All of this is obviously way easier to do with a newly built city from day 0, or a city that burned down. The reason it happened in Seattle is because residents were sick of yearly flooding and they needed to rebuild with fireproof materials anyways. So why not solve both?
how do you replace viaducts? Would that need demolishing buildings on top?
Afaik you build buildings on raised foundations and the viaduct decks span the gap between buildings creating a raised "ground floor" above the actual dirt. They eventually do wear out given enough loading cycles accumulating fatigue in the metal reinforcement, but can last a hell of a long time if you keep heavy vehicles off of them.

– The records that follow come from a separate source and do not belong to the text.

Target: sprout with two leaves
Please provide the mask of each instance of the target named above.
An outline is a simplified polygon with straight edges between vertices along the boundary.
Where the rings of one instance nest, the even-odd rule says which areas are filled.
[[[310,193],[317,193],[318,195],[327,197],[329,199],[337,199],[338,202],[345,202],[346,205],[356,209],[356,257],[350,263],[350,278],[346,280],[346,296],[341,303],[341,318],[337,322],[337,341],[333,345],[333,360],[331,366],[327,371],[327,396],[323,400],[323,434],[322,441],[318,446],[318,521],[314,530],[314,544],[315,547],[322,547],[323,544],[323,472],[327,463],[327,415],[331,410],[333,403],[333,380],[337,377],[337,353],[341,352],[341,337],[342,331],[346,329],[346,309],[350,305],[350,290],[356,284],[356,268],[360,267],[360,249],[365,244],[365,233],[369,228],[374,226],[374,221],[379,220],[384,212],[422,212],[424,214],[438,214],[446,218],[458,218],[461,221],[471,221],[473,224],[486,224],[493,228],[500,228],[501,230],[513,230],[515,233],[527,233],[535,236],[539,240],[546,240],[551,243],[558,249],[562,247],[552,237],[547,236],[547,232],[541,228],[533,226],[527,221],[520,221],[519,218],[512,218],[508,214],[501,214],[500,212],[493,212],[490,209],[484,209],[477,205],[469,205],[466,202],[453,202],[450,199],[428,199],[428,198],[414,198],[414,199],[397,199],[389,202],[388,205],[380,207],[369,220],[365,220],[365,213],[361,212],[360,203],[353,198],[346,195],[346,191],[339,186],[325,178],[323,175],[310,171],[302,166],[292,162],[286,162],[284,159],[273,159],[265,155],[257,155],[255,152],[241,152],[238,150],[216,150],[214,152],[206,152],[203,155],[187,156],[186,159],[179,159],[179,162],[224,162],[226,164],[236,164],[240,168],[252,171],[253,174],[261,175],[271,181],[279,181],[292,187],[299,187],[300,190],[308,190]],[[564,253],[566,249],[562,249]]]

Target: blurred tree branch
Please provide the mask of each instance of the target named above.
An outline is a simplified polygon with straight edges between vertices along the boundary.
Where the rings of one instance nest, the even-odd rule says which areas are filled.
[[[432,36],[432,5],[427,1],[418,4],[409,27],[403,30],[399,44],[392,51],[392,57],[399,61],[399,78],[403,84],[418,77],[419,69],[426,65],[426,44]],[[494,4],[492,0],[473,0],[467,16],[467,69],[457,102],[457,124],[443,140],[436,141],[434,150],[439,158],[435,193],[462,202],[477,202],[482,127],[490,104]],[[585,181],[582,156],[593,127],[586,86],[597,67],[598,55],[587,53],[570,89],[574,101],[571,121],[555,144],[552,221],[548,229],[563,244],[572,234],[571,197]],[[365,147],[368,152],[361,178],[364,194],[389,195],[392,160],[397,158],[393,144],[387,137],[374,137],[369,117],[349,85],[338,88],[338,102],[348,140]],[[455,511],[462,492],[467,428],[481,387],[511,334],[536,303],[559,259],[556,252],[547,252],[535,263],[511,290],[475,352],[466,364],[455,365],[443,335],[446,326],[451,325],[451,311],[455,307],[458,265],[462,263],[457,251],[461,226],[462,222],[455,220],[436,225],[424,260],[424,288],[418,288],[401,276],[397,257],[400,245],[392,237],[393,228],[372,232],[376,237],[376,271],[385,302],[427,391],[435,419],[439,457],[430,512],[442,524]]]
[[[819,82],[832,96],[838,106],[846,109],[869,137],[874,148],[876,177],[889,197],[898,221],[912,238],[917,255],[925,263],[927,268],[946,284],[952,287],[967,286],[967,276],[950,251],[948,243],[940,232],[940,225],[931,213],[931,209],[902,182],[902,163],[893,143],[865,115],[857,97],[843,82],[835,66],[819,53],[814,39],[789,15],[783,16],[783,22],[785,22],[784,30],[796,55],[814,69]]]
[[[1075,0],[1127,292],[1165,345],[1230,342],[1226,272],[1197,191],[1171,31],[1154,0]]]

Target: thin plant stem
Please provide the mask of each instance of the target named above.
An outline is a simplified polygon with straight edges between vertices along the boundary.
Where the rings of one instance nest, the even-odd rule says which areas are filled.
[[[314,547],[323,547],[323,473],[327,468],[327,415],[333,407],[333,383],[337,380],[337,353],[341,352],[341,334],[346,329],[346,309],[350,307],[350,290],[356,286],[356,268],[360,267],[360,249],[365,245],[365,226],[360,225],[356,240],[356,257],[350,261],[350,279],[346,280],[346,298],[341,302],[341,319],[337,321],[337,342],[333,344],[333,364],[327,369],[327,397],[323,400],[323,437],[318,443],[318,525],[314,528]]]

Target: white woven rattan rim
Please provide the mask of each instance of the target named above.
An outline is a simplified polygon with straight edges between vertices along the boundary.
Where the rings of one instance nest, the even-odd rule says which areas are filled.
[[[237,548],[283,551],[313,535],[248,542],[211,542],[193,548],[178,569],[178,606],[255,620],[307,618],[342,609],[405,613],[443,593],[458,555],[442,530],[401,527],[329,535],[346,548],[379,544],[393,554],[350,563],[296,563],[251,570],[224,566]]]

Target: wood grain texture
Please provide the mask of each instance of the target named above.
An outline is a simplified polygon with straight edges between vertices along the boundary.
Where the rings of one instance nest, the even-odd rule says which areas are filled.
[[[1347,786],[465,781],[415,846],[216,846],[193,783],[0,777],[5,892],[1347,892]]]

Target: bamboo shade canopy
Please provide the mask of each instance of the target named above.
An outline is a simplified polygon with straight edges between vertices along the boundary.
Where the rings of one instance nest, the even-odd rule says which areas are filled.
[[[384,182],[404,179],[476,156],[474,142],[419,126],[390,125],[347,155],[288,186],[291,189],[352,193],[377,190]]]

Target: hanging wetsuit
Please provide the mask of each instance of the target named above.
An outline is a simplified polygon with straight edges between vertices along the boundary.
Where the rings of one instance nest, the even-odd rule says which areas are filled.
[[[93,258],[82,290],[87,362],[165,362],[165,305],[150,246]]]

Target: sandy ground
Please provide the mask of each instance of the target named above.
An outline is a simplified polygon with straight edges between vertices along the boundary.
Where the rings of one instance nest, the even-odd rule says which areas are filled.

In an ideal world the viaduct top is for pedestrians or bicycles only, and there's enough space underneath for logistics to supply businesses from loading docks at their basement. Overhead LRTs would be a natural pair with viaducts since you can just build the LRT piers to put their load path into the viaduct columns (which you also engineer to be larger.) that way you can separate all traffic types by verticality instead of all sharing the same grade.
The big benefit there is the viaduct deck doesn't fatigue hardly at all. Maybe emergency vehicles allowed up on the deck? Otherwise it's just bicycles or pedestrian traffic.